Aesthetic highlight detection is a challenge for understanding affective processes underlying emotional movie experience. Aesthetic highlights in movies are scenes with aesthetic values and attributes in terms of form and content. Deep understanding of human emotions while watching movies and automatic recognition of emotions evoked by watching movies are critically important for a wide range of applications, such as affective content creation, analysis, and summarization.|Many empirical studies on emotions have formulated theory-driven and data-driven models to uncover the underlying mechanism of emotions using discrete ad dimensional paradigms. Nevertheless, these approaches to emotions do not fully reveal all underlying processes of emotional experience.

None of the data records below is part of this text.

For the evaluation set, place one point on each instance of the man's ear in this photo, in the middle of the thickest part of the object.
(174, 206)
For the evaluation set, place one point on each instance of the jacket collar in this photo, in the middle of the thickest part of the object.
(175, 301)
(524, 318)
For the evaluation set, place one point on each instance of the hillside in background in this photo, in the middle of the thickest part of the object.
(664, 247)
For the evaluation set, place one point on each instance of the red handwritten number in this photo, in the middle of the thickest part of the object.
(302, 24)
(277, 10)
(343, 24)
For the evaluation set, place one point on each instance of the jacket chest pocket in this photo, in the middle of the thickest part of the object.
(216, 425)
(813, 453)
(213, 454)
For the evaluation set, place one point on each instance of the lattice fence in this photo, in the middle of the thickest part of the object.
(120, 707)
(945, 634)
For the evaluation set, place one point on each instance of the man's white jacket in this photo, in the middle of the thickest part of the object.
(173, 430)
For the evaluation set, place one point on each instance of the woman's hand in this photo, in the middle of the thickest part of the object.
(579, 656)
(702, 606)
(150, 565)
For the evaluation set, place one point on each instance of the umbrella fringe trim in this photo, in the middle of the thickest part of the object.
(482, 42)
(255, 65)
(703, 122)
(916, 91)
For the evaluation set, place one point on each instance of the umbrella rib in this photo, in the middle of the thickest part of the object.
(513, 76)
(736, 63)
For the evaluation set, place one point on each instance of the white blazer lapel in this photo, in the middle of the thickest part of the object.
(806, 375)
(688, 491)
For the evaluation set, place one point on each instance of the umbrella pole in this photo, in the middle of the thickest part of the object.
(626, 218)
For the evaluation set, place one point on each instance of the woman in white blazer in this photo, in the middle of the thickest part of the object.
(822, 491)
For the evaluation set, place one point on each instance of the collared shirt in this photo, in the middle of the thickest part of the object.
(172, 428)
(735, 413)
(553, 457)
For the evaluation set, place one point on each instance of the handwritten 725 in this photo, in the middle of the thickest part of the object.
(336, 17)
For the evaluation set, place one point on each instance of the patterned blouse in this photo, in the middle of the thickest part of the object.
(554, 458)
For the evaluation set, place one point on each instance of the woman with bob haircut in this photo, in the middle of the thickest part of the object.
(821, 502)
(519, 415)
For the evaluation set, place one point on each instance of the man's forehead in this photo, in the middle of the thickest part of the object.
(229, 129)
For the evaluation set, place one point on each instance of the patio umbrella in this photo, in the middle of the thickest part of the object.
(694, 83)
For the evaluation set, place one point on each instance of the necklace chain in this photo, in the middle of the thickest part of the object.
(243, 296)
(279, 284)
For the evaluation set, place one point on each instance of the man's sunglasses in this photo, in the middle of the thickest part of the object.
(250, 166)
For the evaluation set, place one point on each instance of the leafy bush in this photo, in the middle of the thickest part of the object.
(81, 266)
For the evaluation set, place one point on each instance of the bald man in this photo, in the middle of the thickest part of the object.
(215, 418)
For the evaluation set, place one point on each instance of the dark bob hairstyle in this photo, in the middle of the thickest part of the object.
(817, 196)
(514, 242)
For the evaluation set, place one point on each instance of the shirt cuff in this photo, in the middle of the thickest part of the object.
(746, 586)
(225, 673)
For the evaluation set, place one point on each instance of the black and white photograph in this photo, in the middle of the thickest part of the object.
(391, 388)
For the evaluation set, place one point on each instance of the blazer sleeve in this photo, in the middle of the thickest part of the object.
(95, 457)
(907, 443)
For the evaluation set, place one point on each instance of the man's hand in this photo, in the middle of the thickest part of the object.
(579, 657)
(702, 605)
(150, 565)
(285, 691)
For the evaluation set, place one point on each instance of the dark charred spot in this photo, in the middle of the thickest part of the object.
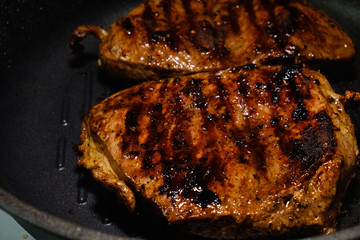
(210, 117)
(194, 89)
(127, 25)
(317, 82)
(178, 141)
(299, 114)
(316, 140)
(131, 120)
(167, 37)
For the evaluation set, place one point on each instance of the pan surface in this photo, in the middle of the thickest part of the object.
(44, 94)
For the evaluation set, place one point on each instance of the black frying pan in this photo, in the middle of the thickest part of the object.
(44, 94)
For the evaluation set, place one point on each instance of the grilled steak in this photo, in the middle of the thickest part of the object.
(243, 152)
(162, 38)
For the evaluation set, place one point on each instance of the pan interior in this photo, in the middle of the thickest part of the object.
(45, 92)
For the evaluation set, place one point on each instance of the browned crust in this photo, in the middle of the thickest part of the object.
(166, 38)
(306, 199)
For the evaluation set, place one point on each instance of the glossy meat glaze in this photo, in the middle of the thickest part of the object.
(238, 153)
(163, 38)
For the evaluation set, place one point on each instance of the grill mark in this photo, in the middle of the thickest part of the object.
(131, 123)
(154, 153)
(282, 26)
(127, 25)
(186, 174)
(233, 18)
(316, 141)
(203, 36)
(148, 19)
(248, 141)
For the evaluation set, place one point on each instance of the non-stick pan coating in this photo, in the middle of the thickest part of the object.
(44, 94)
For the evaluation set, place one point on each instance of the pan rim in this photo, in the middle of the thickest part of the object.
(51, 223)
(64, 228)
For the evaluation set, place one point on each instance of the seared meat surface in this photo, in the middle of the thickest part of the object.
(238, 153)
(163, 38)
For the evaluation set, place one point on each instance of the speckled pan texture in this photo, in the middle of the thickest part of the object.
(45, 93)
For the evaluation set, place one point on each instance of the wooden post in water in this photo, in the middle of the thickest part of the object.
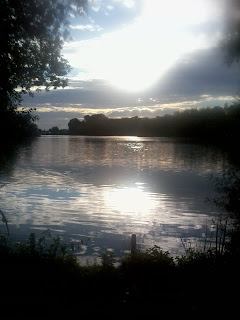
(32, 240)
(133, 243)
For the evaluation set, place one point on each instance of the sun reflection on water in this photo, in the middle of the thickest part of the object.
(134, 200)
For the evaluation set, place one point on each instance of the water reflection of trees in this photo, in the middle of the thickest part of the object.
(211, 124)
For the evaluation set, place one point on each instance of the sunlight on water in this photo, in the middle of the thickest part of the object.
(97, 191)
(129, 200)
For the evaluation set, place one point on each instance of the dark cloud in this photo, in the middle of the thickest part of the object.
(201, 73)
(192, 80)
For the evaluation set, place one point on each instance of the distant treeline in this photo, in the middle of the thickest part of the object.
(203, 123)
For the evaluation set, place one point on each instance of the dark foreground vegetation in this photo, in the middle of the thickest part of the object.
(204, 281)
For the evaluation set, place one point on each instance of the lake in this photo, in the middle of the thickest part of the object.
(98, 191)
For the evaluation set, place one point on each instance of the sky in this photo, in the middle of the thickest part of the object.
(143, 58)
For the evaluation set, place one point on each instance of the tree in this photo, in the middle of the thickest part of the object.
(32, 33)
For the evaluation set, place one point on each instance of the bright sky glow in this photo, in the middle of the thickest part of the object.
(136, 56)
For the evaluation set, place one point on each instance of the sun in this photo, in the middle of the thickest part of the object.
(139, 54)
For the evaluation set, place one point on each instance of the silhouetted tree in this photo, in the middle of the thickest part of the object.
(32, 33)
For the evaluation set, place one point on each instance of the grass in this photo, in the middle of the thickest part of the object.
(46, 274)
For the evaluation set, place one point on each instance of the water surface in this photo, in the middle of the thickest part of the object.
(97, 191)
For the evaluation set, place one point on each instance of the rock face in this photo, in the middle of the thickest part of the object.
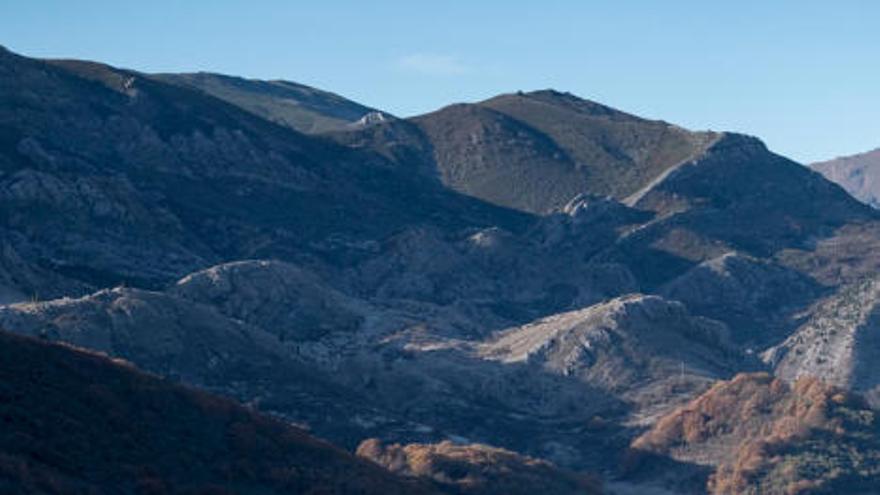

Recent neuroscience findings has led to the development of multi-process frameworks that aim to characterize emotions as a multi-componential phenomena. In particular, multi-process frameworks can be useful to study emotional movie experience.|In this work, we carry out statistical analysis of the componential paradigm on emotions while watching aesthetic highlights in full-length movies. We focus on the effect of the aesthetic highlights on intensity of emotional movie experience. We explore occurrence frequency of different semantic categories involved in constructing different types of the aesthetic highlights. Moreover, we investigate the applicability of machine learning classifiers in predicting the aesthetic highlights from movie scene semantics based features.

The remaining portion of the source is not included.